Tears burned hot behind her eyes. She wasn’t sure when they had formed, but they sat heavy now, threatening to spill.
“I love you,” Cory said, and it wasn’t a confession. It was a declaration. His hand came up to cup her cheek, thumb brushing just under her eye. “Not just the fun parts. Not just the heat. I love you when you’re messy, and moody, and trying so hard to be fine when you’re not.”
That cracked something open in her, something deep and aching and fragile. She surged forward, mouth crashing into his in a kiss that was everything she hadn’t been able to say. It wasrough and raw, trembling and frantic, a kiss that tasted like salt and salvation.
He caught her instantly, arms wrapping around her like she was something he’d waited years to hold. She felt his breath shudder against her lips, his hands spanning her back, gripping tight like she might disappear if he let go. Then, without a word, he lifted her into his arms, and she went willingly, legs locking around his waist as he carried her toward the bed like something sacred, something precious and untouchable, except to him.

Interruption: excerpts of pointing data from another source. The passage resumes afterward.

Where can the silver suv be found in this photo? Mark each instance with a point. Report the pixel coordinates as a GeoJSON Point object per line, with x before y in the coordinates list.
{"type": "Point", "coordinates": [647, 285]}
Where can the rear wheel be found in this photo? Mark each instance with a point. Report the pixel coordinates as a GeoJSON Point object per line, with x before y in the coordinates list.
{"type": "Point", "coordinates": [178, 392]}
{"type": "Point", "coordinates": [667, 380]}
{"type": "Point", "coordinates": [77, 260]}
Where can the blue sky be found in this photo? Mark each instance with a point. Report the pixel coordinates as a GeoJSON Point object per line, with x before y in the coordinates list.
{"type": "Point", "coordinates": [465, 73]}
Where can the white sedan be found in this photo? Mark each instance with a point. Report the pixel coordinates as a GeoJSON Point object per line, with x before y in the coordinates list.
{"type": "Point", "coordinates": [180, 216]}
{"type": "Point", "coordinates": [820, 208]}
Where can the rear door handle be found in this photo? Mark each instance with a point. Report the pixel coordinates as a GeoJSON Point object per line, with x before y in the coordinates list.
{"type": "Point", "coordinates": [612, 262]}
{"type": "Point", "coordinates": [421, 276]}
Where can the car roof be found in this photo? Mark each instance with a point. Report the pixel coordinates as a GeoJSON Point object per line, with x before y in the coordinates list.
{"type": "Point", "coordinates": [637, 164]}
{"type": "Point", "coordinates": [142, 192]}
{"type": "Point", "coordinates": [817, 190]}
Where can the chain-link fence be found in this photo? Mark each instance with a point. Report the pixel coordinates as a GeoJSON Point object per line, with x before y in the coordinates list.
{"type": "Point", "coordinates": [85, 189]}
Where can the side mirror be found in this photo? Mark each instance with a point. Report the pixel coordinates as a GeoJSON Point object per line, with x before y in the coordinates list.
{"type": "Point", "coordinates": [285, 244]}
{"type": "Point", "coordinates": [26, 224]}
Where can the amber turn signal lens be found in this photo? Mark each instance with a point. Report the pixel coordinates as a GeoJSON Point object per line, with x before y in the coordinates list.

The mattress dipped beneath them as he laid her down, their bodies tangled, mouths searching, gasping, finding each other again and again. Hands roamed desperately, familiar and starved, fingertips dragging over fabric, pressing into muscle, slipping beneath clothes. Her shirt peeled away first, exposing her skin to the warm rush of air between them. He kissed her collarbone, her throat, the hollow just above her breast, and she arched into him, needing more, always more.
Cory’s shirt hit the floor with a tug, followed by her jeans, then his. Bare skin met bare skin, and it was electric, heat, and friction, and the overwhelming rightness of their bodies fitting together like a secret answered. His mouth returned to hers, slower now, tasting her like something rare, something never to be wasted. Their kiss deepened, turned hungrier, edged with reverence.
“I need you,” she whispered into the curve of his neck, her breath hot and ragged against his skin. “All of you.”
“You have me,” he said, voice so thick it trembled. “You’ve always had me.”
He kissed her again, then trailed down her body, mouth worshipping every inch, lips brushing over ribs, stomach, hips. His hands followed, mapping her with a reverence that bordered on holy. She gasped when his tongue found her, a sudden bloom of pleasure that stole the air from her lungs. He took histime, drawing sounds from her lips like notes from a beloved instrument, coaxing her higher with each flick, each stroke, until her body trembled and her voice cracked, shattered, begged.
When he finally moved over her again, she was already undone. And yet the moment he slid inside her, she felt it like a new beginning, a slow, deep claiming that wasn’t rough or frantic, but intimate, grounding. Their fingers laced tightly between them, and their foreheads touched, breath mingling in the space between their mouths as they moved.
“I love you,” he whispered again and again, his voice a chant, a promise, a prayer. She whispered it back, breathless, gasping, her heart in every syllable.